The American Ornithological Society released its 2023 North American bird checklist supplement in July, and the update to the ornithological community’s official list of recognized species has a decidedly retro feel to it.
A headliner of the new update is the splitting of Northern Goshawk into two species—American Goshawk and Eurasian Goshawk. The split follows the recommendation of George Sangster, a researcher at the Naturalis Biodiversity Center in the Netherlands, who documented genetic and vocal differences among goshawks in North America and Eurasia. “American Goshawk” represents the return of a species name that was previously recognized from the 1880s to the mid-20th century.
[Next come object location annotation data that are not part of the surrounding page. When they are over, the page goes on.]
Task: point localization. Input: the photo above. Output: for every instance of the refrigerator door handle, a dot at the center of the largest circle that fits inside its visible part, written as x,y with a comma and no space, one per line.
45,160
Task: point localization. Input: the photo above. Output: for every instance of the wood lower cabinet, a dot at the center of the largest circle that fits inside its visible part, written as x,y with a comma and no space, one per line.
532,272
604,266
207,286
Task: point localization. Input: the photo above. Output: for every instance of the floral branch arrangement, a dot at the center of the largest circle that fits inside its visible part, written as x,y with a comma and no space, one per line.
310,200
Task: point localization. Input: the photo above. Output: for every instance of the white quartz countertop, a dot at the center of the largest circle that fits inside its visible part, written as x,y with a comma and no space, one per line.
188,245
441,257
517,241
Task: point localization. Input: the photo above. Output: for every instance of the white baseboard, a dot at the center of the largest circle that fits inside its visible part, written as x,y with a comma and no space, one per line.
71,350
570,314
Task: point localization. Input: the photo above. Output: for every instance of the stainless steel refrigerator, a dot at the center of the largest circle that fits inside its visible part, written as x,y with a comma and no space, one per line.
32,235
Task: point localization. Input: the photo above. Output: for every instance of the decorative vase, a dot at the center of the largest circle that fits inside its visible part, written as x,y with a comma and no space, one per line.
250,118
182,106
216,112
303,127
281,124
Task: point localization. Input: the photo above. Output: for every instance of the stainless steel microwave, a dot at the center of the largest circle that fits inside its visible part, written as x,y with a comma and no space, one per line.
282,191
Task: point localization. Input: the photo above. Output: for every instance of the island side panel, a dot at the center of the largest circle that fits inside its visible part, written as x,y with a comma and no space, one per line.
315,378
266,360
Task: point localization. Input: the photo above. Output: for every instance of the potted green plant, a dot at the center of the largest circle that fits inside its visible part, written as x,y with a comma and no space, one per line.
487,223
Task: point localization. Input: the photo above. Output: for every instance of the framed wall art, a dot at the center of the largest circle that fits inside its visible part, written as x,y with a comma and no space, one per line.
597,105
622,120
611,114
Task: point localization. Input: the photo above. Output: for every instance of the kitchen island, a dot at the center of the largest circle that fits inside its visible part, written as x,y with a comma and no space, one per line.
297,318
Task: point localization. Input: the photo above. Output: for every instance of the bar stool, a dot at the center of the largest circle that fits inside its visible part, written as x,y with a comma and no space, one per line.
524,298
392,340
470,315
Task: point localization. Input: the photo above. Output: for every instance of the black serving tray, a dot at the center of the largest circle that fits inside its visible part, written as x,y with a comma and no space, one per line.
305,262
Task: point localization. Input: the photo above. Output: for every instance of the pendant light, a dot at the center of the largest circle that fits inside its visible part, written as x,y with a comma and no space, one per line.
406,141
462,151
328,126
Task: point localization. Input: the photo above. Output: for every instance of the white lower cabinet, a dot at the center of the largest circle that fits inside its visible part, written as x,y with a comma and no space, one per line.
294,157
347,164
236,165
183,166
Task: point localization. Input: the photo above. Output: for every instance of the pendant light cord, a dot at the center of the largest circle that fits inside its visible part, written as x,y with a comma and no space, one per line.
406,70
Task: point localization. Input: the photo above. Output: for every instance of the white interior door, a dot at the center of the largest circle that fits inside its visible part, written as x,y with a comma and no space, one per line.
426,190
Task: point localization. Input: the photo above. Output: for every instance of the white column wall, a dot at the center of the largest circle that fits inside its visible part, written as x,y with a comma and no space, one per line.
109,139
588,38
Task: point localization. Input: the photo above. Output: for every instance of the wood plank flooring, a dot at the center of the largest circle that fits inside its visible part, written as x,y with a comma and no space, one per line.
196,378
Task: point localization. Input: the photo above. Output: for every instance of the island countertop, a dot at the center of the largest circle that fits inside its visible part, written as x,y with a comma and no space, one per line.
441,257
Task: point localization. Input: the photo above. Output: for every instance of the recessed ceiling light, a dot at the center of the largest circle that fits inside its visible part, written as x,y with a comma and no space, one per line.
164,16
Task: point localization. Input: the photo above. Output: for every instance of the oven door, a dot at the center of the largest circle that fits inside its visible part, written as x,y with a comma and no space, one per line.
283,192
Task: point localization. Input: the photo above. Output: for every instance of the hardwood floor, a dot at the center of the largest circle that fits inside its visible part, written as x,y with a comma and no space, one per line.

The latest checklist supplement also turned back the clock on a yellow-olive Empidonax flycatcher, by lumping Pacific-slope Flycatcher and Cordilleran Flycatcher into a single species called Western Flycatcher. The lumping reverses an AOS North American Checklist Committee decision in 1989 that split the Western Flycatcher.
Colorado-based researcher W. Alexander Hopping (a recent Cornell University graduate) and Ethan Linck, assistant professor at Montana State University, conducted the research that made the case for lumping the Western Flycatcher. They found that where both forms occur in southwestern Canada and the northwestern U.S., there are no consistent physical, vocal, or genetic differences.
Shawn Billerman, a Cornell Lab of Ornithology scientist who studies the process of speciation among birds, is a member of the AOS checklist committee that reviewed the flycatcher lumping proposal. He says that in the expansive area where the former Pacific-slope and Cordilleran Flycatchers overlap, “it’s impossible to tell them apart because the birds there are truly intermediate between the forms. You only have hybrids”—which means there is evidence of extensive interbreeding.
Several Caribbean bird species splits round out this year’s checklist supplement highlights, including newly recognized endemics for Cuba (Cuban Nightjar, Cuban Palm-Crow, and Cuban Bullfinch), Hispaniola (Hispaniolan Nightjar, Hispaniolan Palm-Crow, and Hispaniolan Euphonia), Puerto Rico (Puerto Rican Euphonia), and Grand Cayman (Grand Cayman Bullfinch).